La justice familiale touche des justiciables de tous les milieux sociaux, des hommes autant que des femmes. Étudier le traitement judiciaire des séparations conjugales permet ainsi d’examiner comment l’institution fait face à la diversité des situations sociales qui lui sont soumises. L’enquête sociologique menée par le Collectif Onze combine l’observation de 330 audiences dans les services des affaires familiales de quatre tribunaux de grande instance en France avec le dépouillement de plusieurs centaines de dossiers judiciaires. Elle met au jour les inégalités produites par cette justice de masse, qui consacre davantage de temps et de moyens aux couples nantis qu’à ceux des classes populaires, tout en contribuant au maintien des inégalités entre hommes et femmes.

« Deux poids, deux mesures »

Une justice sous pression

Un juge aux affaires familiales (JAF) traite seul plus de 800 affaires par an, qu’il s’agisse de divorces ou de contentieux sur les modalités de prise en charge d’enfants de parents non mariés. Evalués selon des indicateurs purement quantitatifs, les juges sont tenus de « rationaliser » leur activité tout en préservant une certaine exigence et un intérêt à leur pratique professionnelle. Ils opèrent ainsi un tri entre les affaires, pour gagner du temps sur des dossiers considérés comme « simples » (les affaires de « petites pensions ») et s’appesantir sur des dossiers jugés plus « complexes » (litiges relatifs à la résidence des enfants et au droit de visite et d’hébergement ou affaires de « gros sous »). Cette sélection a des effets qui ne sont pas neutres socialement et qui aboutissent à un traitement inégal des différents publics des affaires familiales.
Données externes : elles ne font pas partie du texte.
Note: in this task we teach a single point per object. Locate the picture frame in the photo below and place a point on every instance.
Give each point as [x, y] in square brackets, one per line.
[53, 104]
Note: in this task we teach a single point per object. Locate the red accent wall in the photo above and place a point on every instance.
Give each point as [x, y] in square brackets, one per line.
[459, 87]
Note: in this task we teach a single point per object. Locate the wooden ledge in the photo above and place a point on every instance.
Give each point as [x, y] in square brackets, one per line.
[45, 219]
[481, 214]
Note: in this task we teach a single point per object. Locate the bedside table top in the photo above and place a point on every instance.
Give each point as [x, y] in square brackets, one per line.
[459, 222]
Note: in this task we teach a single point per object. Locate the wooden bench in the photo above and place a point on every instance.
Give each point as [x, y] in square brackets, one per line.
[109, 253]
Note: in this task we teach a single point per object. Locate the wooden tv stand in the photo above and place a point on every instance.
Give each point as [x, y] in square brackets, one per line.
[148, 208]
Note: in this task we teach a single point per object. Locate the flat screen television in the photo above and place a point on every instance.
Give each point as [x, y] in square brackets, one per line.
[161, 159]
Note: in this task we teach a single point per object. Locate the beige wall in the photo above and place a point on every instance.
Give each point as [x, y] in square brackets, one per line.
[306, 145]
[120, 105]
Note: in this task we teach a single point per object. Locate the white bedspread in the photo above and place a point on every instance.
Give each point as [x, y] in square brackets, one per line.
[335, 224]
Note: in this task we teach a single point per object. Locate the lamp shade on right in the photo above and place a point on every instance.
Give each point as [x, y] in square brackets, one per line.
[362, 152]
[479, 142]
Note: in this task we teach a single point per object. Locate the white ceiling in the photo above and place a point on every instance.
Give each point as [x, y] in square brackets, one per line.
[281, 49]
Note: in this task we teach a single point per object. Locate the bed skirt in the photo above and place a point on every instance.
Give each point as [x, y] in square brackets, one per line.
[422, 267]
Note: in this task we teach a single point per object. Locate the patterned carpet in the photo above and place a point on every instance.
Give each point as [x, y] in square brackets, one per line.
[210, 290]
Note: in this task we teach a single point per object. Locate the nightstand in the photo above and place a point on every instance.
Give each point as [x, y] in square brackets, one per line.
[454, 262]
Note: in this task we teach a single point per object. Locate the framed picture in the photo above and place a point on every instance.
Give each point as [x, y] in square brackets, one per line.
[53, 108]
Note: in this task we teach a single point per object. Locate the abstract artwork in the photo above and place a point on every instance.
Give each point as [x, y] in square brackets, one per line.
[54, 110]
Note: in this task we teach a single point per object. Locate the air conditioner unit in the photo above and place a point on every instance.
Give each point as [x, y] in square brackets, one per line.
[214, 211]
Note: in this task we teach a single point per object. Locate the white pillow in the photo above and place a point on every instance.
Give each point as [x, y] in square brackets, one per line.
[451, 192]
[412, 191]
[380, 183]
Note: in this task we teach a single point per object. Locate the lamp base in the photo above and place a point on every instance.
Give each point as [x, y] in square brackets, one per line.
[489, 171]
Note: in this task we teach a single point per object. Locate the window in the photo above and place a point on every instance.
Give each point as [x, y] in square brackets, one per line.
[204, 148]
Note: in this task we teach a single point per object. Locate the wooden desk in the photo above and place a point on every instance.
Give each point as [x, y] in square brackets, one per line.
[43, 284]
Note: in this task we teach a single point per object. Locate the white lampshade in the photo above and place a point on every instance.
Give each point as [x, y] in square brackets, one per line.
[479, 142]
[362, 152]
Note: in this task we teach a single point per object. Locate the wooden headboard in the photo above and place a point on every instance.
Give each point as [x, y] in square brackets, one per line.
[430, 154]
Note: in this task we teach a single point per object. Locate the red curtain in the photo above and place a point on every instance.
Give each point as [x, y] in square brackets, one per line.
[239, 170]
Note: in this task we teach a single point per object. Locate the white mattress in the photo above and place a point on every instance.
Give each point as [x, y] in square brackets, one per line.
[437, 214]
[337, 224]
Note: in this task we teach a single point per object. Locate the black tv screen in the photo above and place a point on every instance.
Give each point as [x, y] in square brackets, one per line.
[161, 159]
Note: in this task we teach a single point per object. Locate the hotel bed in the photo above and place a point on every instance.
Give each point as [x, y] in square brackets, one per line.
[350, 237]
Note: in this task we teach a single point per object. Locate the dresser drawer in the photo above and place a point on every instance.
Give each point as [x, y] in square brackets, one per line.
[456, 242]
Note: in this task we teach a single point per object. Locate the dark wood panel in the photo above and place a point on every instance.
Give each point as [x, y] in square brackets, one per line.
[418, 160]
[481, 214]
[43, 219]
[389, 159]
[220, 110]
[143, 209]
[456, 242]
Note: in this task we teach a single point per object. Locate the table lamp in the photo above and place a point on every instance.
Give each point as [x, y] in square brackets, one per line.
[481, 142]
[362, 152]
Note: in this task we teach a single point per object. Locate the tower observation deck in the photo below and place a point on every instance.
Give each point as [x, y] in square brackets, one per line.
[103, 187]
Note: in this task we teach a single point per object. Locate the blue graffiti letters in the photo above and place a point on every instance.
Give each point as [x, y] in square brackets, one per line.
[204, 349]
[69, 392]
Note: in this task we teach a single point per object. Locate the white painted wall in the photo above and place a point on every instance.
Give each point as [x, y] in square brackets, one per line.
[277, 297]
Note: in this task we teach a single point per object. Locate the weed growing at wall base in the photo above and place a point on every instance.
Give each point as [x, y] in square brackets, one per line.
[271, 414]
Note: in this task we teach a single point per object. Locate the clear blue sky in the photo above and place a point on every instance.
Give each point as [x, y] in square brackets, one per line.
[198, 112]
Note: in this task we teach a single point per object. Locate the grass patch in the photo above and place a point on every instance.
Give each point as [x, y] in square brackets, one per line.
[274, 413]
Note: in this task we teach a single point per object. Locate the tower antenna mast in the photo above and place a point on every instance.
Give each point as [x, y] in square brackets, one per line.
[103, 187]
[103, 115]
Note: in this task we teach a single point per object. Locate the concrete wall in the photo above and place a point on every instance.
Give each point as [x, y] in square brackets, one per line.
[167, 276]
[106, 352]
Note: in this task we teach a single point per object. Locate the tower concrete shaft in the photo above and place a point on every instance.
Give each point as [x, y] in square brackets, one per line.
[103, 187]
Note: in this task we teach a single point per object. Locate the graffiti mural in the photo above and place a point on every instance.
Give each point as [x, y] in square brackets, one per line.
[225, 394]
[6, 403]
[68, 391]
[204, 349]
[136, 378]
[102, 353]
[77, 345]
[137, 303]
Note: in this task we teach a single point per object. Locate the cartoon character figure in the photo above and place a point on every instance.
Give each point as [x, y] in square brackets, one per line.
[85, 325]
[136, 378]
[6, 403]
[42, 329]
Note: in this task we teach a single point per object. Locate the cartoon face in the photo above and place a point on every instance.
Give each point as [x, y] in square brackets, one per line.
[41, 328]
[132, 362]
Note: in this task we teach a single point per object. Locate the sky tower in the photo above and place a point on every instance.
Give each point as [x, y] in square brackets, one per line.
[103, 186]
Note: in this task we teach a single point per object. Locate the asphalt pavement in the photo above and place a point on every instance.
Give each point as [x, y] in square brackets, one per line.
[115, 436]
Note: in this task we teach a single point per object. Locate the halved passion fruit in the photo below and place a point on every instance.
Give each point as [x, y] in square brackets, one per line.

Des pauvres entendus moins longtemps

Les désaccords sur la résidence des enfants ou le droit de visite et d’hébergement donnent lieu à des audiences de 27 minutes en moyenne, qui concernent des justiciables de milieux sociaux très variés, contre 17 minutes seulement pour les litiges portant sur la seule pension alimentaire, cette dernière moyenne masquant des disparités importantes. Ainsi, sur les 330 audiences observées, sept ont duré plus d’une heure : cinq concernaient la garde des enfants, les deux autres des demandes de pension alimentaire à des pères chefs de grosses entreprises. D’un côté, les « petites » affaires de pension alimentaire sont décrites comme de simples « histoires de calcul » auxquelles les JAF consacrent le moins de temps possible. De l’autre, les « grosses » affaires, portant sur des patrimoines conséquents, vont de pair avec des montages financiers complexes et, par conséquent, avec une mobilisation significative des magistrats pour rentrer dans le détail des épais dossiers. Dans l’un des tribunaux enquêtés, les juges formaient même exceptionnellement des collégiales pour fixer des prestations compensatoires [1]. de montant supérieur à 100 000 euros. Autrement dit, pour traiter les litiges considérés comme « sensibles » dans des conditions acceptables, l’institution judiciaire économise avant tout sur les affaires des moins nantis tandis qu’elle continue à investir ses moyens pour celles des plus riches. Les pratiques de la justice reflètent ici, entre autres, les inégalités de revenus et de patrimoine. Il est compréhensible qu’elle consacre des moyens plus importants aux affaires les plus complexes, ce qui l’est moins c’est le peu de considération portées aux « petites » affaires.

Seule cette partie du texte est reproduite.